Anchor text is the text of the links that point to your pages. For instance, if someone links to you with the words "see this great web site", this is kind of a useless link. However, let's say you sell car tires and the link from another site to yours goes like "car tires from leading brands", such link will boost your rank when someone searches car tires on Google.

Semantics is the new factor that appears to have made the biggest difference to the results. This term refers to the meaning of words and their relationships. Google bought a company called Applied Semantics back in 2003 and has been using the technology for their AdSense contextual advertising program. According to the principles of applied semantics, the crawler attempts to define which words mean the same thing and which ones are always used together.

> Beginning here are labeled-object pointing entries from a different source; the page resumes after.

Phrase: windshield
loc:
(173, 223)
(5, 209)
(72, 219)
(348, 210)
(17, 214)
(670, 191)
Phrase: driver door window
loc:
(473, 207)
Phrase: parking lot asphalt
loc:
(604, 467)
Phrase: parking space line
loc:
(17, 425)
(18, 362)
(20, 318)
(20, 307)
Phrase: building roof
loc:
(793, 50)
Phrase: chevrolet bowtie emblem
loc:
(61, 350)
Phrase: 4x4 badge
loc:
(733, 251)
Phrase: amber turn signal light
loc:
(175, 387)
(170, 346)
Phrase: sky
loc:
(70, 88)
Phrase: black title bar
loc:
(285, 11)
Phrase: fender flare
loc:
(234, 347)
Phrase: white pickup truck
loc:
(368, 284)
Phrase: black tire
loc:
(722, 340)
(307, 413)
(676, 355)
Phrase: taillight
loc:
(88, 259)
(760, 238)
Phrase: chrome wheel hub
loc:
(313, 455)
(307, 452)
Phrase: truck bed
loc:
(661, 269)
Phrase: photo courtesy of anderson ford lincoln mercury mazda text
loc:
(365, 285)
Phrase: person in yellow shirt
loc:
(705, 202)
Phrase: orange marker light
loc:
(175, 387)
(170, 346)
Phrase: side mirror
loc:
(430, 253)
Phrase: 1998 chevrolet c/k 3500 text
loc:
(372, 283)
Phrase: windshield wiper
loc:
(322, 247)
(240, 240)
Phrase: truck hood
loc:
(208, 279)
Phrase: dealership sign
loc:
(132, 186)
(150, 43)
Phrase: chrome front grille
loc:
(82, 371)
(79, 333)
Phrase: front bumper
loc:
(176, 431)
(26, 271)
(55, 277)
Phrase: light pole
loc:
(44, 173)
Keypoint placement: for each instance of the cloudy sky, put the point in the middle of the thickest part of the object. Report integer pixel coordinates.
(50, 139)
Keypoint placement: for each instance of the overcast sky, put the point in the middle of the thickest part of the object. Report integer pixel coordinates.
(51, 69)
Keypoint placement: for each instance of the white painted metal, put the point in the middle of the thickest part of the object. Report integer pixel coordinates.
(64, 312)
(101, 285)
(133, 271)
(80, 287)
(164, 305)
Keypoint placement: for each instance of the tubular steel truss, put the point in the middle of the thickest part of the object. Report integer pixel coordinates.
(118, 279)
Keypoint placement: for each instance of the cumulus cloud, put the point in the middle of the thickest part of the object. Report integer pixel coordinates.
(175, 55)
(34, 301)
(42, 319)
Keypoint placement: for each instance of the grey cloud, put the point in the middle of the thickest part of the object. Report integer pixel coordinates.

For example, if there are a certain number of pages in Google's index saying that an executive desk is a piece of office furniture, Google associates the two phrases . After this, a page about executive desks can not mention "Office furniture" but still show up in a search for those keywords. On the other side, a page that mentions "executive desk" will rank better if it does mention "Office furniture".

Now, there are two other terms related to Google's way to rank pages: Hilltop and Sandbox.

Hilltop is an algorithm that was created in 1999. Basically, it looks at the relationship between the "Expert" and "Authority" pages. An "Expert" is a page that links to lots of other relevant documents. An "Authority" is a page that has links pointing to it from the "Expert" pages.

In theory, Google would find "Expert" pages and then the pages that they link to would rank well. Pages on sites like Yahoo, DMOZ, College sites and library sites can be considered experts.

Sandbox refers to an algorithm which detects how old your page is and how long ago it has been updated. Usually pages with stale content tend to gradually slip down the result list, while the new pages just crawled initially have higher positions than they would if based on Page Rank only. In other words, Google considers new pages have more relevant and up-to-date content and gives them a certain advantage over the stale pages. That is, constantly updating your pages can help keep them up the list.